Cannons and sparrows II: the enhanced Bernoulli exact method for determining statistical significance and effect size in the meta-analysis of k 2 × 2 tables

A non-parametric exact test of overall statistical significance for dichotomous categorical meta-analysis

Jakob Bernoulli’s notion of what is now called a Bernoulli Trial offers the basis for a non-parametric approach to aggregating multiple epidemiological studies based on dichotomous categorical data. The enhancements to the Bernoulli method developed in this paper offer a practical exact method for assessing the overall statistical significance. A related technique is developed below to estimate the effect size of a dichotomous meta-analysis.

One of the many important contributions of this outstanding seventeenth century mathematician was the idea of the fixed probability of an event over a sequence of independent trials which led to what is now called Bernoulli Trials and to the related Binomial Distribution. In brief, Bernoulli viewed a set of statistical events as a series of independent coin flips with each flip having a probability p of obtaining a head and q = 1 − p of obtaining a tail. This hypothetical coin is often treated as a fair coin where both p and q equal 0.5. The simplest Bernoulli Trials approach encompasses a series of n flips and answers questions of the type: what is the probability of observing × heads in n such flips? (See for example Rosner [13]). In epidemiology, one could consider each of the k contributing studies of a meta-analysis as a single Bernoulli Trial with p = 0.5. Then the combination of the k studies could be analyzed as a binomial distribution. This is the standard Sign Test (see, for example, [14]).

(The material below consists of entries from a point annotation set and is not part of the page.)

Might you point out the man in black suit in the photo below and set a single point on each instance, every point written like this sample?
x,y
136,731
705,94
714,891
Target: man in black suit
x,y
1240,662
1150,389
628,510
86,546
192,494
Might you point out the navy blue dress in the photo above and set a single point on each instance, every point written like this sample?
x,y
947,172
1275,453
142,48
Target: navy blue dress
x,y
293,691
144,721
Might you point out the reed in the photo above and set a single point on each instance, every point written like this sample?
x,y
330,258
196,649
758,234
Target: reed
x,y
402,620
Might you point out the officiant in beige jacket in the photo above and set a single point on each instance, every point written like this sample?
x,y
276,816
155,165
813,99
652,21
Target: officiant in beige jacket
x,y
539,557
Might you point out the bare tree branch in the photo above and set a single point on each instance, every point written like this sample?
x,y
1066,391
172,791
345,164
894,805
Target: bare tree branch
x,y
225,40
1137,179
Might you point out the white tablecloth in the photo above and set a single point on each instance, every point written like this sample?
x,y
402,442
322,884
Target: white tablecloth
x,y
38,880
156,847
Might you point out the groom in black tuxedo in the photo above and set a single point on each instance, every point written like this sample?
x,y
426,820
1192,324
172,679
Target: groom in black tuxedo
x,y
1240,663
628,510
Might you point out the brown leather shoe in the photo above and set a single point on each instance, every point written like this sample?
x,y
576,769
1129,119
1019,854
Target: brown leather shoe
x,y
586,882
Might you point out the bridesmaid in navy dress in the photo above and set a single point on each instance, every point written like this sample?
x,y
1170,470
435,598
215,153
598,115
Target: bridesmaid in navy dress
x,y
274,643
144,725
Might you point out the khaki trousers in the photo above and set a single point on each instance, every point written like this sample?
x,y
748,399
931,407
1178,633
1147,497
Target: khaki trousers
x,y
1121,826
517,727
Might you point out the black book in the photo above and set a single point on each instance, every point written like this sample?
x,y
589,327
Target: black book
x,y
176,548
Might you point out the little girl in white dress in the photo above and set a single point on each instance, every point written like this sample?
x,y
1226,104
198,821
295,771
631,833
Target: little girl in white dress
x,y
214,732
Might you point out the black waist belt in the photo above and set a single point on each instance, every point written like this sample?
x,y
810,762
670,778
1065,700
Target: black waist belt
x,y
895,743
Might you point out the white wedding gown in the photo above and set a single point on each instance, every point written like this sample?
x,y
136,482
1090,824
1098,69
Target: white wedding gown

For example, for a meta-analysis of 20 studies, if 15 out of 20 studies had more cases in the exposure group than in the control group, we could ask: What is the probability that 15 or more of the 20 studies could have shown a larger effect in the exposure group strictly by chance alone? If this cumulative probability is less than a pre-specified level of Type I error (e.g., 0.05), one would reject the null hypothesis and conclude there probably exists a statistically reliable relationship between exposure and the end point used.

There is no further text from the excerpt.